Letzten Sommer übernahm ich ihn dann als Patient. Im ersten Moment hoffte ich, dass ich keine Wunden aufreissen würde. Aber es kam alles anders! Ich hatte wohl fortan einen meiner grössten Fans gewonnen. Zumindest war unser Ziel klar: W. sollte wieder ein besseres Rollstuhlhandling gelingen, Kreislauf aktivieren und mehr Mobilität bekommen. Dies gelang W. durch seine Eigeninitiative! Ich meinte dennoch zu spüren, W. fehlte etwas, auch wenn er dies immer wieder bestritt. In der posttraumatischen Rehabilitation heisst es prinzipiell mit dem Patienten seinen Alltag wieder möglichst eigenständig zurückzuarbeiten. W. ist relativ selbstständig, aber wie gesagt, so schnell von 18000km/Jahr auf 0?! Rein hormonell, rein psychisch, rein physisch, das ist eine Veränderung im Alltag! Evtl. „der erste Schock“ vom Unfall bei ihm und seinen Angehörigen, evtl. Walters Bescheidenheit, aber auf einem Handbike sass er nie – obwohl er von seinen Radtouren erzählt, als wären sie gestern gewesen.

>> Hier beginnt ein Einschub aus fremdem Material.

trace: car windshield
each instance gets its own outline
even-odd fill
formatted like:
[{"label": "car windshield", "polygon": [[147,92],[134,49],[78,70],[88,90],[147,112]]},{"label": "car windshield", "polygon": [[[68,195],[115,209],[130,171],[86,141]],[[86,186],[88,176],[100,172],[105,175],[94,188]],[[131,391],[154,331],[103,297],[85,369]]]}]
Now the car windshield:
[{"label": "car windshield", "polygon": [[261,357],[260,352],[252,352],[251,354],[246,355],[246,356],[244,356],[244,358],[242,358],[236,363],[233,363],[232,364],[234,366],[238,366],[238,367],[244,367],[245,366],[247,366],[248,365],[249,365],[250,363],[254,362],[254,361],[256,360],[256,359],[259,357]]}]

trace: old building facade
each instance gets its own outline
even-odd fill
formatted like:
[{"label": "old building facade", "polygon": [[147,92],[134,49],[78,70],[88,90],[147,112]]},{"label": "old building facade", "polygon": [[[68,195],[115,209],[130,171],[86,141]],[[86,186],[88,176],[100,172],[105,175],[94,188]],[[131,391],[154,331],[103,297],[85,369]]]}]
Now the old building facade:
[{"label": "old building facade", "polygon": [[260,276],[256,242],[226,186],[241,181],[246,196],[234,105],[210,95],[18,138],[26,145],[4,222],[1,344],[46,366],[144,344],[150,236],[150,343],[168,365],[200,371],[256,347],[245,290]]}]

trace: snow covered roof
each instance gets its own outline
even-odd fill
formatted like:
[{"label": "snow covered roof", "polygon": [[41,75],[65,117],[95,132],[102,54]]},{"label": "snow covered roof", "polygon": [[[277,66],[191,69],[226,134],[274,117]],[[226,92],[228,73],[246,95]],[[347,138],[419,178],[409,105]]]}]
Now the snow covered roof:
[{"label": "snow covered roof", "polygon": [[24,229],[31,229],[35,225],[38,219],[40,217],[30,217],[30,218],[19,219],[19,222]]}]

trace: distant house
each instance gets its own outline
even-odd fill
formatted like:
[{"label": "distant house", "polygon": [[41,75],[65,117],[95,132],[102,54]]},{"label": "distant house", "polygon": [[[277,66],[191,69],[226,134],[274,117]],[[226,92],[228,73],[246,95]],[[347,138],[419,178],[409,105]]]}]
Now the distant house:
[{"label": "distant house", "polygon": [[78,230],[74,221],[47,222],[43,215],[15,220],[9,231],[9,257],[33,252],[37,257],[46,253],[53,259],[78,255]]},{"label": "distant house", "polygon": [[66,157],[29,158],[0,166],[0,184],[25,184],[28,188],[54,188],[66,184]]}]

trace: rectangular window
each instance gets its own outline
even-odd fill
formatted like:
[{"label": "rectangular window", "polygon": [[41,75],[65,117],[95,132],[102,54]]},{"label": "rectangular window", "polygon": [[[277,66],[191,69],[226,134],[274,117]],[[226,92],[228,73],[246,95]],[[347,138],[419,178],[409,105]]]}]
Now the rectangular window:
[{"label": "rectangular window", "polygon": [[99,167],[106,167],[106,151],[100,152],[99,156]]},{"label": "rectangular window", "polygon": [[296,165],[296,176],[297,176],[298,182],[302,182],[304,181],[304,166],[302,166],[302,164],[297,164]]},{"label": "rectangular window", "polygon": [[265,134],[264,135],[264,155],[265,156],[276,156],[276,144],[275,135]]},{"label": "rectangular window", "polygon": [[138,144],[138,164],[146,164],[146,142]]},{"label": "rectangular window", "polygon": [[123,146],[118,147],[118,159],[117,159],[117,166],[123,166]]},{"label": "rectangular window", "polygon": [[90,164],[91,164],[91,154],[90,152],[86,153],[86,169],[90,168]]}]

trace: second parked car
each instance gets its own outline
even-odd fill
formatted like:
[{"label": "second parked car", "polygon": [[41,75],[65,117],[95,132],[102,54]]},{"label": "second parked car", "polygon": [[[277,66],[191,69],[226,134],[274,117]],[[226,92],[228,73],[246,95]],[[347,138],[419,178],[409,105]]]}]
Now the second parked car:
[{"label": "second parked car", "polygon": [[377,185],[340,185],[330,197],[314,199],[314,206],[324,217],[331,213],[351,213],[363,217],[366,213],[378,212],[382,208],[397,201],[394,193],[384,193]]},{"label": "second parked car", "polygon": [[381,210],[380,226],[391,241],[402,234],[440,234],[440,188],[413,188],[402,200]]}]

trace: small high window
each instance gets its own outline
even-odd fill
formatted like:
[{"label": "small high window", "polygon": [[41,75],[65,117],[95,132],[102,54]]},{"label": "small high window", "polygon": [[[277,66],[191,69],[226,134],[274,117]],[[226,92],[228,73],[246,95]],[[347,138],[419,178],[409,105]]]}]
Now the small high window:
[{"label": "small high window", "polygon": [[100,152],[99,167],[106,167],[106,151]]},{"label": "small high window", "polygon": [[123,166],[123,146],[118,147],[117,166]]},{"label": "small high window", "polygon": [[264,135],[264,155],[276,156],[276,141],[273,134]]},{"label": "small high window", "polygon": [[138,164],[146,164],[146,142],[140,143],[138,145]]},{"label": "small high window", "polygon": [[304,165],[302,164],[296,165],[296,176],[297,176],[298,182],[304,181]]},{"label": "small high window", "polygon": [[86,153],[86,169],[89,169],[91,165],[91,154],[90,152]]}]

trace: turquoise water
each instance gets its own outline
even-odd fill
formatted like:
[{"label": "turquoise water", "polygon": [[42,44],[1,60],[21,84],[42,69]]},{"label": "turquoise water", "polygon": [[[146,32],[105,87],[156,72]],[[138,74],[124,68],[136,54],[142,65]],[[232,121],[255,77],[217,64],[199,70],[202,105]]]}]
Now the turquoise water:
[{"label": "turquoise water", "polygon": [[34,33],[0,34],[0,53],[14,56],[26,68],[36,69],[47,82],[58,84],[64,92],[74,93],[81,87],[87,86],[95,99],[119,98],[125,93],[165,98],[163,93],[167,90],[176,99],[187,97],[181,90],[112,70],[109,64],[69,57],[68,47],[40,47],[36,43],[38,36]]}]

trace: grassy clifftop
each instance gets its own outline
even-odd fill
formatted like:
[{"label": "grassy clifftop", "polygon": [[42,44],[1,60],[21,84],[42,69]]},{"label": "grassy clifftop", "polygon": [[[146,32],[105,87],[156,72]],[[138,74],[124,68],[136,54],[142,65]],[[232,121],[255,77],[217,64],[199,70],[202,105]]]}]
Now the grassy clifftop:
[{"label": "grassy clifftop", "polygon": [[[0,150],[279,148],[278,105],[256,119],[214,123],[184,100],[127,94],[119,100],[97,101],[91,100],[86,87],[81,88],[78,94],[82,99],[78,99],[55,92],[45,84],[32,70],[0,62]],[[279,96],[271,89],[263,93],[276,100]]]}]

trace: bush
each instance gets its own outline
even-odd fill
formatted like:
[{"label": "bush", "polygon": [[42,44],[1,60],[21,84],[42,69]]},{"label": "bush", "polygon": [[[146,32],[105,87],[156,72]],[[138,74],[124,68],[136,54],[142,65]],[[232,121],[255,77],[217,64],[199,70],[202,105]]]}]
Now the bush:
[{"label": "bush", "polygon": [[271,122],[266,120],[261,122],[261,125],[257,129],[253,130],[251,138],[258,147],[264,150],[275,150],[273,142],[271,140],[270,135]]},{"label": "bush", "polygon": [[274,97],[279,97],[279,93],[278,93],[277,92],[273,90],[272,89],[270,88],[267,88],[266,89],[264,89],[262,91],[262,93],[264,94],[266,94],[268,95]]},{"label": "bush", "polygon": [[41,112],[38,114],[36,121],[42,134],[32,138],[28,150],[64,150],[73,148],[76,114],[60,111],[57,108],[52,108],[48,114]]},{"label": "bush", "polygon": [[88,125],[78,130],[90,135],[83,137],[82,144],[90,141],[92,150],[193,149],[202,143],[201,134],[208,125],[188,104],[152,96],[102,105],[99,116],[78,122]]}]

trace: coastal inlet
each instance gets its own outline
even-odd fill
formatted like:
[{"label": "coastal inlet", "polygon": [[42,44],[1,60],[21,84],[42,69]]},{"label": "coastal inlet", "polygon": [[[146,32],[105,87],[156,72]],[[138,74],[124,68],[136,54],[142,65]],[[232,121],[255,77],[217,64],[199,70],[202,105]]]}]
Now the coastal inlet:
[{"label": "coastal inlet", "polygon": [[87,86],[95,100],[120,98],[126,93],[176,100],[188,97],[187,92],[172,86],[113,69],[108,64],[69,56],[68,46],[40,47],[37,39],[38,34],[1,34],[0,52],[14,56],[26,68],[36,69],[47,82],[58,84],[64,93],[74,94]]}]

Nun musste ich ihn im Februar leider meiner Nachfolgerin übergeben. Was aber genau richtig ist in einer Reha, dann wird ein Patient wieder neu herausgefordert! J Manche Patient/-innen inspirieren einen einfach und man denkt dan halt auch in der Freizeit/beim Training nach. Ich wusste ich brauche einen Experten, um W. fachmännisch unterstützen zu können. Wer wäre dort nicht besser als Bert Marti? Zig-facher Tortour-Finisher mit dem Handbike!! Also schrieb ich ihn an.

Er schrieb sofort zurück. Und wir machten direkt einen Termin aus: 

Nun trafen wir uns alle am Mittwochabend und ich durfte diese spannende  Begegnung begleiten. Und das ist das schöne am Physio sein. Für die Eigeninitiativen sind die Patienten selbst verantwortlich, aber einen kleinen Stupser und ein bisschen Organisation können so viele neue Möglichkeiten aufzeigen! Bert instruierte Walter Schritt für Schritt den Transfer, sodass es auf das Handbike-MTB hinauf schon sehr schnell ging. Zurück das braucht noch etwas Übung, bzw. muss dann für Walter noch eine andere Strategie her, da Paraplege nicht immer gleich Paraplege ist. Durch Berts angenehme, ruhige Art, wie ich fand, bekam Walter bereits die ersten 500m mit schnellen Fortschritten hin, auch wenn es für seinen Geschmack etwas schnell war - dass er das so schnell managed hätte ich nicht gedacht! :) Nach 5 Jahren abseits eines fahrenden Velos wieder Fahrtwind um die Ohren und immer wieder ein Lächeln im Gesicht!!

 

 

Vielen Dank lieber Bert für deine Bemühungen. Auch für mich war es ein interessanter und spannender Input von 2 tollen Persönlichkeiten! J

*Datenschutz: Ich habe die Erlaubnis von Walter zu erzählen.

li. n. re.: Walter, Bert
li. n. re.: Walter, Bert

Zu Bert Marti: 

Bert Martin wurde 2019 als Ambassador in Schaffhausen ausgezeichnet. Bis vor kurzem war er wissenschaftlicher Mitarbeiter bei der Schweizer Paraplegiker-Forschung in Nottwil und ist weiterhin sehr engagiert im Verein Haiti-Rehab.